AtRA, a derivative of vitamin A, functions through binding to RARs. AtRA has been shown to inhibit atherosclerosis in high-fat diet-fed Apoe^-/- mice [28] or rabbits [16,18]. However, it remains to be determined whether AtRA inhibits atherogenesis via RARα, RARβ, RARγ, or other receptor(s). By using Rarα^Mac-/- macrophages, our data show that AtRA induces macrophage cholesterol efflux and inhibits macrophage inflammation independent of RARα. In contrast, our data show that AM580 regulates cholesterol efflux dependent on RARα. AM580 is a RARα-specific agonist that is already proven to protect from diet-induced hyperlipidemia and hepatic lipid accumulation by inhibiting Apolipoprotein C-III (ApoC-III) [29,30]. Thus, it will be interesting to investigate whether AM580 inhibits the development of atherosclerosis by activation of RARα.

Previous studies have shown that RAR signaling regulates ABCA1 and ABCG1 expression by directly binding to the DR4 elements in their promoters [13,29]. Macrophages, unlike the liver and intestine, do not contribute to plasma lipid levels. As a result, we do not see any change in plasma lipid levels in mice lacking macrophage RARα. It remains unclear how RARα signaling inhibits macrophage inflammatory response. RARα-deficient macrophages accumulate more FFAs and FC, which may trigger an inflammatory response. We have previously shown that RARα inhibits fatty acid uptake and triglyceride synthesis in the hepatocytes [25]. RARα-deficient macrophages accumulate more FFAs and TG, likely via inducing fatty acid uptake and TG synthesis.

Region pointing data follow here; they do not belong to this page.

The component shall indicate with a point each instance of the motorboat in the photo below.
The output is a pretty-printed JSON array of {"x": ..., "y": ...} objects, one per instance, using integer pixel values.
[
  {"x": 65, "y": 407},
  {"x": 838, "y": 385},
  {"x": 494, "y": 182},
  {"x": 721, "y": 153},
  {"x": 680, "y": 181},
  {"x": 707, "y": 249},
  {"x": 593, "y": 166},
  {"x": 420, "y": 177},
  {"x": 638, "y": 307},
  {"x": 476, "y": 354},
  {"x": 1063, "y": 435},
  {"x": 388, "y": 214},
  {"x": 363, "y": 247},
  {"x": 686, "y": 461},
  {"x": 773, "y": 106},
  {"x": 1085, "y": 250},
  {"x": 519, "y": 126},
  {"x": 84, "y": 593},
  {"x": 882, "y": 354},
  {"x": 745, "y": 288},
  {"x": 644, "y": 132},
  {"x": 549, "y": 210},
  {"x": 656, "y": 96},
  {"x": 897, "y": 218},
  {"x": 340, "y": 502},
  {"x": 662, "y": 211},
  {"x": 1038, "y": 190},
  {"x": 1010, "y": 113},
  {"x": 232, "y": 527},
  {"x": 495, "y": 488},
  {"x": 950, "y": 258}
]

Apart from hepatocytes and macrophages, RARα also plays an important role in metabolic homeostasis in adipocytes. Activation of RARs by AtRA promotes perivascular adipose tissue browning and adiponectin production in Apoe^-/- mice [28]. While adipocyte-specific expression of dominant-negative RARα causes glucose intolerance and hepatic steatosis in mice [31]. Nonetheless, how adipocyte RARα regulates lipid metabolism is not well understood.

One of the limitations of this study is that we only used male mice largely because male mice are more prone to develop metabolic disorders [32] and atherosclerotic plaques [33]. However, our in vitro studies, in which macrophages were cultured for 48 h in the absence of hormones, support our in vivo findings, suggesting that the results from both male and female mice will likely be similar. Nonetheless, further studies remain needed to test whether RARα functions similarly in both genders.

In summary, we have identified a novel role of macrophage RARα in regulating cholesterol efflux, inflammation, and atherosclerosis. RARα in hepatocytes is also shown to protect against liver steatosis [25]. Thus, targeting RARα may represent a novel and promising strategy for the treatment of atherosclerosis.